Biomedical Engineering and Medicines of the Future
May 24
9:00AM – 10:00AM
Sheffield-Sterling-Strathcona Hall | Room: 114 — 1 Prospect Street
Mark Saltzman, Goizueta Foundation Professor of Chemical and Biomedical Engineering; Head of Jonathan Edwards College
The practice of medicine has changed dramatically in our lifetimes, and even greater changes are anticipated in the next 20 years. Drug delivery is one area of substantial progress, and engineering principles have played an essential role in this progress. Drugs have long been used to improve health and extend lives, but a number of new modes of drug delivery, which were made possible primarily through the work of engineers, have entered clinical practice recently. In addition, engineers have contributed substantially to our understanding of the physiological barriers to efficient drug delivery such as transport in the microcirculation and drug movement through cells and tissues.

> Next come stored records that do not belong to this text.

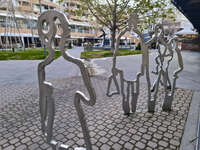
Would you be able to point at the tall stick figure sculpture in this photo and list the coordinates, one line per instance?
(133, 87)
(165, 56)
(47, 104)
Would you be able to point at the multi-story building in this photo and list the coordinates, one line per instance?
(82, 29)
(18, 21)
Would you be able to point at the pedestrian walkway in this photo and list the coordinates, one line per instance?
(109, 128)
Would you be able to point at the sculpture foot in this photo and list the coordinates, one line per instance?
(151, 107)
(169, 87)
(127, 114)
(166, 108)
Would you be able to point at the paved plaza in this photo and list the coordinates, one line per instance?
(109, 128)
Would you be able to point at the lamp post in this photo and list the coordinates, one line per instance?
(41, 42)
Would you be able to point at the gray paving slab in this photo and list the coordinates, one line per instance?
(189, 77)
(25, 71)
(190, 132)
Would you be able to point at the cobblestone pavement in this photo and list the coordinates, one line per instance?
(109, 128)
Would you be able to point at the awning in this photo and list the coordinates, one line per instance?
(191, 10)
(186, 31)
(22, 35)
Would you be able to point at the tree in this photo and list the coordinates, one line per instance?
(114, 14)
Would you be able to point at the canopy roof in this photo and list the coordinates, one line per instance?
(186, 31)
(191, 10)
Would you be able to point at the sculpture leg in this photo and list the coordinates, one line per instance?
(125, 100)
(134, 97)
(168, 98)
(152, 101)
(113, 77)
(82, 119)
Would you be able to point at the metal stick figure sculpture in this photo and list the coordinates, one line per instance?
(133, 87)
(165, 56)
(47, 104)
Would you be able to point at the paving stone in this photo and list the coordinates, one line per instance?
(109, 128)
(128, 146)
(140, 145)
(163, 143)
(11, 147)
(152, 144)
(174, 142)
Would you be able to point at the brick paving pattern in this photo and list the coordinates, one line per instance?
(109, 128)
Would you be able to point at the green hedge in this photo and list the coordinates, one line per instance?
(106, 53)
(31, 54)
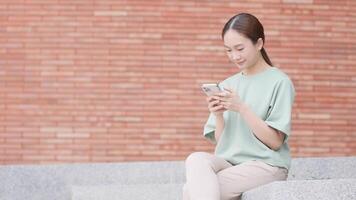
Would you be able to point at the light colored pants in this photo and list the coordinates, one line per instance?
(212, 178)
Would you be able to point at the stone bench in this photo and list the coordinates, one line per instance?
(158, 180)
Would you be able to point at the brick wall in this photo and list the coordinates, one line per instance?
(115, 80)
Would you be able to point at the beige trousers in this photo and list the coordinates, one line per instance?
(212, 178)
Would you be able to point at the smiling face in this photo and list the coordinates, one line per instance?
(241, 51)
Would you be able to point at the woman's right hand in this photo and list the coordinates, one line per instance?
(214, 105)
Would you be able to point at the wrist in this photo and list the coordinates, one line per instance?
(241, 107)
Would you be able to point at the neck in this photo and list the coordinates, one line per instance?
(259, 66)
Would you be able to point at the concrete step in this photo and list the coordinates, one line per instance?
(340, 189)
(128, 192)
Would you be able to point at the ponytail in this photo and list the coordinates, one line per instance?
(265, 56)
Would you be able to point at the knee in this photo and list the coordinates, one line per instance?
(196, 157)
(228, 190)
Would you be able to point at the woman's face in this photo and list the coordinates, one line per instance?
(240, 49)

Still, with all of this progress, many drugs – even drugs discovered using the most advanced molecular biology strategies – have unacceptable side effects. Side effects limit our ability to design drug treatments for cancer, neurodegenerative, and infectious diseases. This lecture will discuss an alternate strategy for drug delivery, which is based on physical targeting, or placement of the delivery system at the target site. The effectiveness of this approach will be illustrated with examples of new treatments for cancer, cardiovascular, and infectious disease.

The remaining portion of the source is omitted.